Doing Spy Stuff with Mathematica
July 8, 2010 — Jon McLoone , Director, Technical Communication & Strategy
I was reading about the IT problems of the recently arrested, alleged Russian spies, and I wondered if they could have managed secret communications better with Mathematica.
One of the claims was that they were using digital steganography tools that kept crashing. I wanted to see how quickly I could implement digital image steganography in Mathematica using a method known as “least significant bit insertion”.
The idea of steganography is to hide messages within other information so that no one notices your communications. The word itself comes from a Latin-Greek combination meaning “covered writing”, from earlier physical methods that apparently included tattooing a message on a messenger’s head before letting him grow his hair back to hide it. In the case of digital steganography, it is all done in the math.
The first thing that we have to do is to pick an innocent-looking image to transmit to our spy masters, perhaps via some public online forum. This picture wouldn’t look suspicious if posted on a poultry-rearing discussion site…
Amazingly, it is possible to hide another, larger, full-color picture within this image and get it back again with about a dozen lines of Mathematica code.
The key to the whole process is to use the least significant bit in each color channel of each pixel as a place to hide information. We start by clearing that bit to zero regardless of its current value by ANDing each byte with the binary word 11111110.
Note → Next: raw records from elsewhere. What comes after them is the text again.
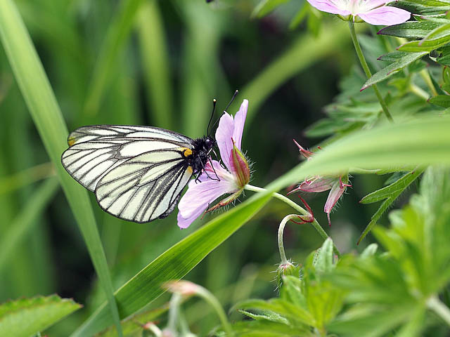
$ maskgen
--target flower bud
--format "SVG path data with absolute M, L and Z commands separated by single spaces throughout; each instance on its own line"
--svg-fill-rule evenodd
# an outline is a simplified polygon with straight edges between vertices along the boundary
M 245 157 L 233 142 L 233 150 L 230 155 L 230 164 L 233 175 L 239 187 L 243 187 L 250 181 L 250 169 Z

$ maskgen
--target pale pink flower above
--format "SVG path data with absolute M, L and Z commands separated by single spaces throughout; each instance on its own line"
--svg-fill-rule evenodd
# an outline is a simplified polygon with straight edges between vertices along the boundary
M 386 6 L 392 0 L 307 0 L 323 12 L 338 14 L 347 20 L 366 21 L 375 25 L 390 26 L 404 22 L 411 13 Z

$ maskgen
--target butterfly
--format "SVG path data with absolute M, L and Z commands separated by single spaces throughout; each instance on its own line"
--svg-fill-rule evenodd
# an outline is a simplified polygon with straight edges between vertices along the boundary
M 95 193 L 105 211 L 148 223 L 174 211 L 184 187 L 210 160 L 216 142 L 153 126 L 93 125 L 72 132 L 68 143 L 63 166 Z

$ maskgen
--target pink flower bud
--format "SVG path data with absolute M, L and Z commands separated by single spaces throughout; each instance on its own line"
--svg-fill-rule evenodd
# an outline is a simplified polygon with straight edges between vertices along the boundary
M 250 181 L 250 169 L 245 157 L 236 146 L 234 141 L 230 154 L 230 166 L 238 186 L 240 188 L 245 186 Z

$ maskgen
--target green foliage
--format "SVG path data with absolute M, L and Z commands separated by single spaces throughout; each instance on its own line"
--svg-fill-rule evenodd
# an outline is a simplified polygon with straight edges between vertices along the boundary
M 279 298 L 236 305 L 257 322 L 240 322 L 236 331 L 250 331 L 263 321 L 271 331 L 285 324 L 302 336 L 422 336 L 450 282 L 450 171 L 428 168 L 420 192 L 391 213 L 390 229 L 375 231 L 385 253 L 376 253 L 373 244 L 359 256 L 333 261 L 326 240 L 307 258 L 300 278 L 286 277 Z M 261 314 L 243 311 L 249 309 Z
M 80 308 L 72 300 L 56 295 L 6 302 L 0 305 L 0 335 L 34 335 Z

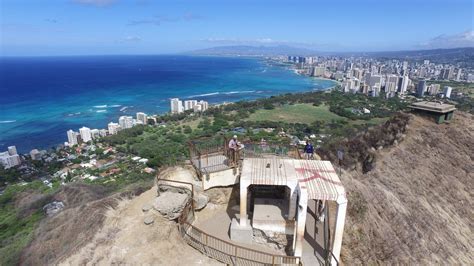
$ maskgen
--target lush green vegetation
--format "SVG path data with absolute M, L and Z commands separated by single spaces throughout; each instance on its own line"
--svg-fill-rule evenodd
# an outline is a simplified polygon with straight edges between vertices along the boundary
M 282 105 L 271 110 L 260 109 L 251 114 L 248 120 L 311 124 L 315 121 L 327 122 L 331 120 L 346 120 L 346 118 L 332 113 L 326 105 L 314 106 L 308 103 L 300 103 Z
M 43 196 L 26 206 L 15 205 L 22 193 L 32 192 Z M 54 189 L 41 181 L 34 181 L 8 186 L 0 195 L 0 265 L 19 263 L 22 249 L 31 241 L 34 229 L 43 218 L 42 207 L 53 192 Z
M 339 91 L 285 94 L 212 107 L 202 116 L 160 116 L 157 119 L 160 125 L 137 126 L 103 141 L 116 146 L 118 151 L 149 159 L 150 167 L 161 167 L 186 160 L 189 140 L 231 135 L 234 128 L 243 128 L 240 133 L 248 140 L 264 138 L 279 143 L 288 143 L 287 138 L 279 136 L 281 131 L 299 138 L 318 133 L 350 136 L 384 122 L 407 105 L 398 98 L 374 98 Z M 370 113 L 364 113 L 364 108 Z

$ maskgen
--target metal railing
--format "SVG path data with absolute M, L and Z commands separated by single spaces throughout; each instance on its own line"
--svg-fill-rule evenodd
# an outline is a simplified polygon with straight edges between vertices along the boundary
M 273 144 L 273 143 L 244 143 L 244 157 L 263 158 L 267 156 L 277 156 L 283 158 L 301 159 L 301 154 L 297 146 Z
M 299 257 L 266 253 L 239 246 L 212 236 L 185 219 L 181 219 L 179 230 L 183 239 L 201 253 L 231 265 L 302 265 Z
M 194 186 L 191 183 L 157 179 L 157 184 L 190 188 L 192 199 L 178 217 L 178 230 L 188 245 L 220 262 L 231 265 L 302 265 L 301 258 L 271 254 L 212 236 L 192 225 L 194 216 Z
M 224 136 L 188 142 L 189 156 L 200 176 L 232 168 L 227 139 Z

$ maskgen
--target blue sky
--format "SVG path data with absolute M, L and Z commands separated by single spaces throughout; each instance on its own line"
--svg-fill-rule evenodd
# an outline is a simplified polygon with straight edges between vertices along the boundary
M 1 0 L 0 55 L 474 46 L 472 0 Z

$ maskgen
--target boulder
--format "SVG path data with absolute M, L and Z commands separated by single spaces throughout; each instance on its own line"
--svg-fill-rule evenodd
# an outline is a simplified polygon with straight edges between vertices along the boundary
M 144 222 L 146 225 L 150 225 L 150 224 L 152 224 L 154 221 L 155 221 L 155 217 L 153 217 L 153 216 L 147 216 L 147 217 L 145 217 L 145 219 L 143 220 L 143 222 Z
M 46 212 L 47 216 L 55 215 L 56 213 L 64 209 L 64 203 L 61 201 L 53 201 L 44 205 L 43 210 Z
M 194 197 L 194 209 L 201 210 L 206 207 L 207 203 L 209 202 L 209 198 L 204 194 L 198 194 Z
M 181 215 L 190 199 L 191 197 L 187 193 L 168 190 L 160 193 L 155 199 L 153 208 L 167 219 L 174 220 Z
M 153 206 L 150 203 L 146 203 L 142 206 L 142 211 L 147 212 L 147 211 L 151 210 L 151 208 L 153 208 Z

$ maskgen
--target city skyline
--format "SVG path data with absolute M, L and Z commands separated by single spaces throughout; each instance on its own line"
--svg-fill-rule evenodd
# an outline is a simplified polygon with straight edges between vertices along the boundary
M 318 51 L 474 46 L 472 1 L 2 1 L 1 56 L 169 54 L 225 45 Z

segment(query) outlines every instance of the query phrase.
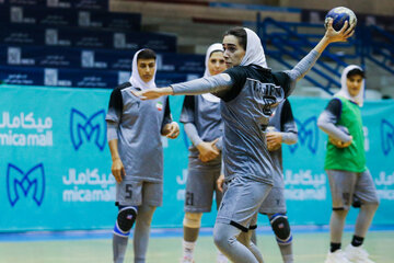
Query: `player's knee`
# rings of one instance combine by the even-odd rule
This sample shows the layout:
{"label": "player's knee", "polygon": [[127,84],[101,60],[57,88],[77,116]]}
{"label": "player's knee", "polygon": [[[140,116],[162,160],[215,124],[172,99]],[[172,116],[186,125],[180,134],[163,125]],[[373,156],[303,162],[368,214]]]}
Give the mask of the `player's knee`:
{"label": "player's knee", "polygon": [[216,224],[213,228],[213,242],[220,251],[225,251],[236,240],[225,229],[227,225]]}
{"label": "player's knee", "polygon": [[188,228],[199,228],[201,226],[202,213],[186,213],[183,225]]}
{"label": "player's knee", "polygon": [[124,207],[119,210],[114,233],[123,237],[128,237],[130,230],[137,218],[137,208],[132,206]]}
{"label": "player's knee", "polygon": [[278,244],[291,243],[292,235],[287,216],[285,214],[275,214],[269,218],[269,221]]}

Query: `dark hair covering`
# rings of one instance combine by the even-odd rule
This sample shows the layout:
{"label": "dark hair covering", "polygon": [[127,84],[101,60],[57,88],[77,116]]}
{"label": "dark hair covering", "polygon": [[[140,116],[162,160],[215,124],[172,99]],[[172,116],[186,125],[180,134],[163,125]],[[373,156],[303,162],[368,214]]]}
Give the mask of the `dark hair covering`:
{"label": "dark hair covering", "polygon": [[350,78],[354,76],[361,76],[361,78],[366,79],[366,71],[362,71],[359,68],[355,68],[347,73],[346,78]]}
{"label": "dark hair covering", "polygon": [[231,30],[224,33],[224,36],[227,35],[235,36],[239,39],[239,43],[243,47],[243,49],[246,50],[247,34],[244,27],[241,26],[232,27]]}
{"label": "dark hair covering", "polygon": [[149,48],[142,49],[137,56],[137,60],[138,59],[151,59],[151,58],[155,59],[157,55],[152,49],[149,49]]}

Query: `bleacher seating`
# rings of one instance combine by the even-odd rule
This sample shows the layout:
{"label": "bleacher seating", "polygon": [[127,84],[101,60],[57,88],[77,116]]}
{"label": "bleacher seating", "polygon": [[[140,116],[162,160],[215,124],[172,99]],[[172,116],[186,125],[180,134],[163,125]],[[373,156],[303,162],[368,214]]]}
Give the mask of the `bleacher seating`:
{"label": "bleacher seating", "polygon": [[139,13],[78,9],[83,0],[49,2],[0,2],[0,24],[8,28],[0,33],[2,82],[114,88],[128,80],[134,54],[142,47],[158,53],[158,84],[204,72],[204,56],[176,54],[176,36],[141,33]]}

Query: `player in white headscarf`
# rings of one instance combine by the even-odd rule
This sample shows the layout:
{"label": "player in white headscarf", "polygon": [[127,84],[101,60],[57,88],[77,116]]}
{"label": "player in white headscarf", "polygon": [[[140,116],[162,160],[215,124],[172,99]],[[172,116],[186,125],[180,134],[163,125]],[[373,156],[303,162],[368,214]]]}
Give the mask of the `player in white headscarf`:
{"label": "player in white headscarf", "polygon": [[[222,44],[208,48],[205,65],[204,77],[225,70]],[[211,210],[213,193],[218,208],[222,197],[216,186],[221,171],[223,134],[220,99],[211,93],[185,96],[179,121],[193,142],[188,157],[182,259],[182,263],[192,263],[202,213]],[[218,262],[227,262],[225,256],[219,253]]]}
{"label": "player in white headscarf", "polygon": [[[273,110],[289,96],[297,80],[314,65],[329,43],[344,42],[354,26],[334,31],[333,21],[320,43],[291,70],[267,68],[259,37],[251,30],[235,27],[223,37],[223,73],[139,92],[143,100],[162,95],[197,95],[215,92],[221,101],[224,123],[224,187],[213,240],[232,262],[262,263],[263,256],[251,242],[257,211],[273,186],[273,163],[266,144],[266,128]],[[243,235],[241,235],[243,232]]]}
{"label": "player in white headscarf", "polygon": [[[340,83],[340,91],[329,101],[317,122],[329,138],[324,169],[328,174],[333,213],[329,221],[331,248],[325,262],[372,263],[361,248],[379,206],[376,188],[366,167],[360,112],[364,94],[363,70],[355,65],[346,67]],[[341,235],[350,204],[360,207],[360,213],[351,244],[344,252],[340,249]]]}
{"label": "player in white headscarf", "polygon": [[176,138],[179,134],[178,125],[172,122],[167,98],[148,102],[132,94],[155,88],[155,71],[154,52],[137,52],[131,78],[112,92],[105,118],[119,209],[113,236],[114,263],[124,262],[135,221],[135,263],[146,262],[152,216],[163,198],[161,135]]}

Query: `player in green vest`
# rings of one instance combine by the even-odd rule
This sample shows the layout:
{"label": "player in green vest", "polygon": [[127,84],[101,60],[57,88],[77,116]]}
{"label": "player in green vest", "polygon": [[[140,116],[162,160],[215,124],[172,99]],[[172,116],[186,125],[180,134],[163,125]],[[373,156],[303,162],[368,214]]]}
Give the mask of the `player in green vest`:
{"label": "player in green vest", "polygon": [[[329,101],[317,122],[318,127],[328,135],[324,169],[328,174],[333,198],[331,249],[325,263],[373,263],[361,247],[379,206],[376,188],[366,165],[360,112],[364,71],[358,66],[348,66],[340,82],[340,91]],[[352,241],[343,251],[341,235],[350,205],[360,207],[360,211]]]}

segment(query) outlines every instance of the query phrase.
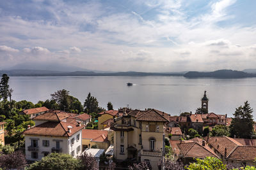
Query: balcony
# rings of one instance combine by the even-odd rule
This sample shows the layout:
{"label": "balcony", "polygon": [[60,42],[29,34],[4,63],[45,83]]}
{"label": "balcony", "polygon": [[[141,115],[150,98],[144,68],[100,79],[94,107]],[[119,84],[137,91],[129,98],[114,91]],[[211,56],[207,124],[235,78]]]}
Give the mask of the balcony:
{"label": "balcony", "polygon": [[31,152],[38,152],[39,148],[38,146],[28,146],[28,150],[31,151]]}
{"label": "balcony", "polygon": [[162,157],[163,153],[160,150],[150,151],[143,150],[141,150],[141,155],[144,156]]}
{"label": "balcony", "polygon": [[52,152],[61,153],[62,152],[62,148],[52,148]]}

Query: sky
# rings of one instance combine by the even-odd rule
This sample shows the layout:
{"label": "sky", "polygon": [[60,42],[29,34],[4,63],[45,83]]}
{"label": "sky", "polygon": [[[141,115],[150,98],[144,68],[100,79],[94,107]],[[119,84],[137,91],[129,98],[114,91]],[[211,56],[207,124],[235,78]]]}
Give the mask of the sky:
{"label": "sky", "polygon": [[256,68],[255,0],[0,1],[0,69]]}

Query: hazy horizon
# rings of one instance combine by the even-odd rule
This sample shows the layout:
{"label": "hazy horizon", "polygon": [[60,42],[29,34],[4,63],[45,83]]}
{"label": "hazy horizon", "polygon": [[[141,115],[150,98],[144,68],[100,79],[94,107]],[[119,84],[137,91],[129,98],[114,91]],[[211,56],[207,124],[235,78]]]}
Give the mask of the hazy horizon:
{"label": "hazy horizon", "polygon": [[253,0],[1,1],[0,67],[254,69],[255,6]]}

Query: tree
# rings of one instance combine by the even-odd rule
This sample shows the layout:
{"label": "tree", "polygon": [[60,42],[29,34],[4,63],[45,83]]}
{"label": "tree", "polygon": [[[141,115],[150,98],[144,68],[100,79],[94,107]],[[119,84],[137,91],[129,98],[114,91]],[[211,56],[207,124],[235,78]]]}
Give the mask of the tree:
{"label": "tree", "polygon": [[92,96],[91,93],[89,93],[84,103],[84,112],[86,113],[97,113],[98,106],[99,103],[96,97]]}
{"label": "tree", "polygon": [[84,153],[82,156],[79,157],[79,159],[81,161],[81,164],[83,165],[83,169],[90,169],[90,170],[97,170],[97,161],[92,157],[90,155]]}
{"label": "tree", "polygon": [[113,110],[113,104],[111,102],[108,103],[108,110]]}
{"label": "tree", "polygon": [[190,163],[186,169],[189,170],[226,169],[226,165],[224,165],[221,160],[216,157],[208,157],[204,159],[196,159],[196,162]]}
{"label": "tree", "polygon": [[[161,169],[163,164],[163,160],[160,160],[158,163],[158,169]],[[182,163],[180,163],[179,162],[173,161],[170,159],[165,159],[164,160],[164,167],[165,170],[184,170],[184,165]]]}
{"label": "tree", "polygon": [[198,132],[195,130],[194,129],[188,129],[188,135],[189,135],[189,138],[192,139],[195,137],[196,135],[198,135]]}
{"label": "tree", "polygon": [[196,113],[196,114],[206,114],[206,113],[207,113],[207,109],[198,108],[195,113]]}
{"label": "tree", "polygon": [[248,101],[243,106],[236,109],[230,126],[230,135],[241,138],[251,138],[253,136],[253,110]]}
{"label": "tree", "polygon": [[65,110],[65,108],[68,107],[69,91],[62,89],[55,92],[51,96],[52,100],[55,101],[59,104],[60,110]]}
{"label": "tree", "polygon": [[210,134],[211,136],[229,136],[230,135],[228,127],[223,125],[215,125]]}
{"label": "tree", "polygon": [[22,169],[26,164],[25,155],[21,151],[0,155],[0,167],[3,169]]}
{"label": "tree", "polygon": [[134,163],[132,166],[128,167],[129,170],[147,170],[152,169],[150,162],[141,162],[140,163]]}
{"label": "tree", "polygon": [[203,136],[207,136],[210,130],[209,129],[209,126],[205,127],[203,131]]}
{"label": "tree", "polygon": [[9,76],[6,74],[2,75],[0,82],[0,99],[3,98],[4,100],[7,100],[9,96]]}
{"label": "tree", "polygon": [[68,154],[52,153],[31,164],[28,169],[76,170],[81,167],[81,160],[73,158]]}

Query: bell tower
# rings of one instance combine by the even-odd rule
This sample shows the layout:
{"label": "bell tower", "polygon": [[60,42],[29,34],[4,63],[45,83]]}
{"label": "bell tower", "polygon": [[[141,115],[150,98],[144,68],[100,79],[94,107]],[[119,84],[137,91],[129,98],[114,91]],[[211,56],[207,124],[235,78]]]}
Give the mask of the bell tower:
{"label": "bell tower", "polygon": [[204,95],[203,98],[201,99],[202,101],[202,108],[205,109],[207,113],[208,113],[208,101],[209,99],[206,97],[206,91],[204,91]]}

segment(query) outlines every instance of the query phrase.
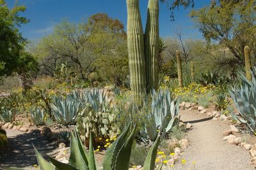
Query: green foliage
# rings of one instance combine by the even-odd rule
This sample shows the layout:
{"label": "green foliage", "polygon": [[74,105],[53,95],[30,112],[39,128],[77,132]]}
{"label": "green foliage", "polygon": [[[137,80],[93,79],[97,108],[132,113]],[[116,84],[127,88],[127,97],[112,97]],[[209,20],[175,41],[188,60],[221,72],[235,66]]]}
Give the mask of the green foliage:
{"label": "green foliage", "polygon": [[120,130],[115,124],[115,115],[108,110],[95,110],[89,103],[86,108],[79,113],[76,119],[76,129],[81,139],[85,141],[89,138],[90,133],[93,136],[104,139],[116,136],[120,134]]}
{"label": "green foliage", "polygon": [[[256,68],[254,68],[255,73]],[[233,118],[244,124],[253,133],[256,132],[256,77],[252,74],[252,80],[250,81],[245,76],[240,73],[242,84],[240,87],[234,87],[230,90],[230,96],[238,112],[242,118],[235,113],[230,113]]]}
{"label": "green foliage", "polygon": [[74,123],[80,111],[81,102],[74,96],[56,96],[51,104],[55,118],[63,125]]}
{"label": "green foliage", "polygon": [[0,118],[5,123],[13,122],[15,120],[15,113],[13,110],[9,110],[5,108],[1,108]]}
{"label": "green foliage", "polygon": [[45,124],[44,120],[45,117],[45,111],[43,109],[40,108],[31,109],[30,114],[32,122],[36,125],[41,125]]}

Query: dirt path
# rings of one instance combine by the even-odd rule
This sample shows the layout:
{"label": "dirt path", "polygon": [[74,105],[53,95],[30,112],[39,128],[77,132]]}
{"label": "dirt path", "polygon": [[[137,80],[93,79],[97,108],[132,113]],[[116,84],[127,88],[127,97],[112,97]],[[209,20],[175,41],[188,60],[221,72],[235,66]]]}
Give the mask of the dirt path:
{"label": "dirt path", "polygon": [[49,143],[40,134],[40,131],[25,133],[7,129],[6,132],[12,148],[7,157],[0,160],[0,169],[10,167],[31,169],[33,165],[37,164],[32,143],[43,154],[51,153],[56,148],[54,143]]}
{"label": "dirt path", "polygon": [[[248,151],[222,140],[222,132],[229,129],[228,125],[211,120],[196,111],[182,111],[181,117],[183,121],[193,125],[193,130],[187,136],[191,145],[182,155],[187,161],[186,170],[255,169],[249,165]],[[192,168],[193,161],[195,162],[195,169]],[[175,166],[182,169],[180,163]]]}

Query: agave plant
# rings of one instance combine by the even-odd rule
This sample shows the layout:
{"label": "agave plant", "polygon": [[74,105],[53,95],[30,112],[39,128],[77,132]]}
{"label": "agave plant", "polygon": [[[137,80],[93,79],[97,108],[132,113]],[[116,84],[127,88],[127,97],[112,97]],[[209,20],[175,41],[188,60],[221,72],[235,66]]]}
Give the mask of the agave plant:
{"label": "agave plant", "polygon": [[[135,127],[127,137],[129,129],[130,124],[127,125],[125,131],[108,149],[103,160],[103,169],[129,169],[131,153],[135,134]],[[76,131],[75,131],[75,132],[71,133],[69,164],[61,163],[54,159],[47,156],[48,159],[50,160],[52,163],[51,164],[45,160],[37,150],[35,148],[40,169],[100,169],[97,166],[97,164],[94,156],[92,138],[92,135],[90,134],[89,152],[87,152],[83,147],[83,143]],[[160,137],[158,136],[157,140],[149,150],[144,164],[143,169],[154,169],[156,158],[159,142]],[[158,167],[158,169],[161,169],[161,167],[162,165],[160,165]]]}
{"label": "agave plant", "polygon": [[230,96],[237,109],[240,116],[231,113],[233,118],[247,125],[253,133],[256,132],[256,67],[252,71],[252,80],[248,81],[246,76],[239,73],[242,83],[237,88],[232,88],[230,90]]}
{"label": "agave plant", "polygon": [[40,108],[36,108],[35,110],[30,111],[31,115],[31,120],[34,124],[36,125],[40,125],[44,124],[44,110]]}
{"label": "agave plant", "polygon": [[161,89],[152,94],[151,112],[145,125],[145,132],[152,141],[156,140],[159,129],[164,134],[169,132],[178,118],[179,101],[172,98],[169,90]]}
{"label": "agave plant", "polygon": [[15,118],[15,112],[13,110],[8,110],[2,108],[1,113],[0,114],[0,118],[2,119],[5,123],[13,122]]}
{"label": "agave plant", "polygon": [[53,101],[51,108],[55,118],[63,125],[74,122],[81,110],[81,102],[72,95],[65,98],[55,97]]}

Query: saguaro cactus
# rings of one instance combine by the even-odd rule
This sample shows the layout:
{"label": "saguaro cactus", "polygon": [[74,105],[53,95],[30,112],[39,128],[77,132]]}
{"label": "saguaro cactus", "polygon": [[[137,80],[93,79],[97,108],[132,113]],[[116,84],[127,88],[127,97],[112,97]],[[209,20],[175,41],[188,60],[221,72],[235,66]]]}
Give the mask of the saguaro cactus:
{"label": "saguaro cactus", "polygon": [[146,87],[144,39],[139,0],[127,0],[127,42],[131,89],[134,99],[139,102]]}
{"label": "saguaro cactus", "polygon": [[159,70],[159,0],[149,0],[145,32],[146,86],[148,92],[158,89]]}
{"label": "saguaro cactus", "polygon": [[190,62],[190,69],[191,71],[192,81],[195,81],[195,64],[193,60]]}
{"label": "saguaro cactus", "polygon": [[182,66],[181,66],[180,53],[176,51],[177,69],[178,71],[179,87],[182,87]]}
{"label": "saguaro cactus", "polygon": [[252,81],[252,64],[251,64],[251,57],[250,57],[251,49],[249,46],[244,46],[244,60],[245,60],[245,71],[246,74],[246,78],[249,81]]}

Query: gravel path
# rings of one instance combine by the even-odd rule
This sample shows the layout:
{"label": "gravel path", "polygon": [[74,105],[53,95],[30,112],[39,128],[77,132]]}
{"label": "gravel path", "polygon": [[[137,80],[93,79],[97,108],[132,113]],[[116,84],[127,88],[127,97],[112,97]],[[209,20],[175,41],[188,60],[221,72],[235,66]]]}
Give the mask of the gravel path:
{"label": "gravel path", "polygon": [[[193,111],[182,111],[181,120],[193,125],[193,129],[188,132],[187,136],[190,146],[182,155],[187,162],[186,170],[255,169],[249,165],[248,151],[222,140],[222,132],[230,129],[227,122],[225,124],[219,120],[212,120],[205,115]],[[192,166],[193,161],[195,168]],[[175,169],[184,169],[180,167],[180,163],[175,166]],[[177,167],[179,167],[177,169]]]}
{"label": "gravel path", "polygon": [[12,148],[7,157],[0,160],[0,169],[10,167],[34,169],[33,165],[37,164],[37,161],[32,144],[42,154],[51,153],[56,148],[54,143],[46,140],[45,137],[40,134],[40,131],[25,133],[6,130]]}

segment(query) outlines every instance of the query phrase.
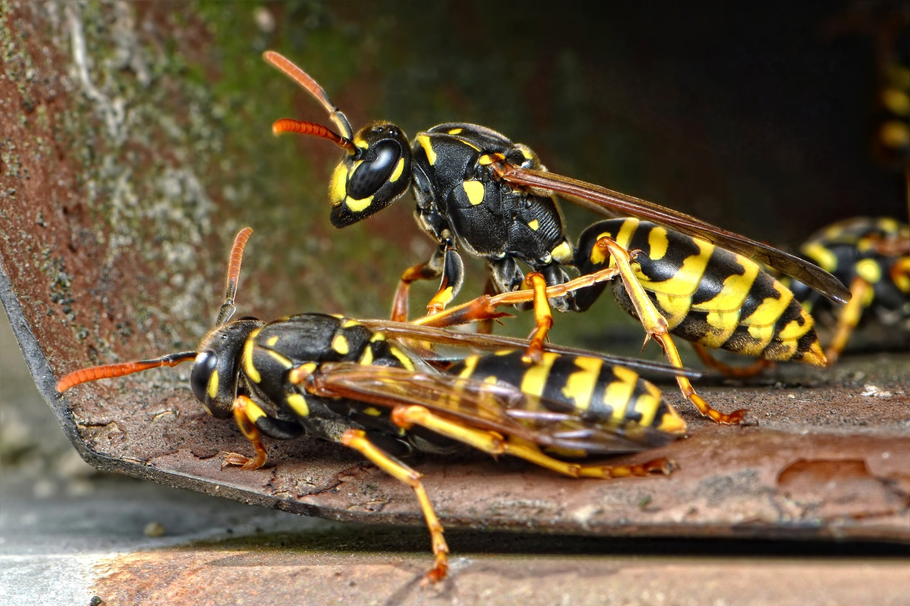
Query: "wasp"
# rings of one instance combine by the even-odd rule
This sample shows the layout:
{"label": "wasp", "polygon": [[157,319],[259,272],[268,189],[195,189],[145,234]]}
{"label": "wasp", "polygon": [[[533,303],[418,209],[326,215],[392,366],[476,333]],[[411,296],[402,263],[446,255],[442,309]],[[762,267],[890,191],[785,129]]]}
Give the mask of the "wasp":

We have to force Mathematica to use a strictly 8-bits-per-channel integer representation, as it will naturally work in a much more accurate color space—hence the use of “Byte” in various places in our code.
In a sufficiently complex image, the human eye doesn’t see the loss of information. The fact that one color channel on a particular pixel might or might not be darker by 1/256 than before cannot be noticed…
Even if we subtract the truncated version from the original to show only the values of the differences, you still don’t see anything unless you have very good eyes and a very good monitor.
Only by exaggerating these differences to the maximum possible contrast do we see that the differences are not zero.
Next we must convert our secret content into a sequence of bits and insert each of them into these now-empty bits in the carrier. We can put one in each pixel channel; that’s three per pixel in an RGB image.
To start the encoding we use ToCharacterCode to convert the characters into ASCII numbers…
Then we convert those to binary, padding them to a fixed number of bits even if the leading values are zero (or we won’t know where one byte begins and the next ends).
We then flatten that list and pad it with zeros to equal the total number of pixel channel values in which we are able to hide information (image width * height * 3 for RGB images). Now that we have the right number of bits, we reshape the data into the dimensions of the image and add it on to the carrier image with the cleared bits.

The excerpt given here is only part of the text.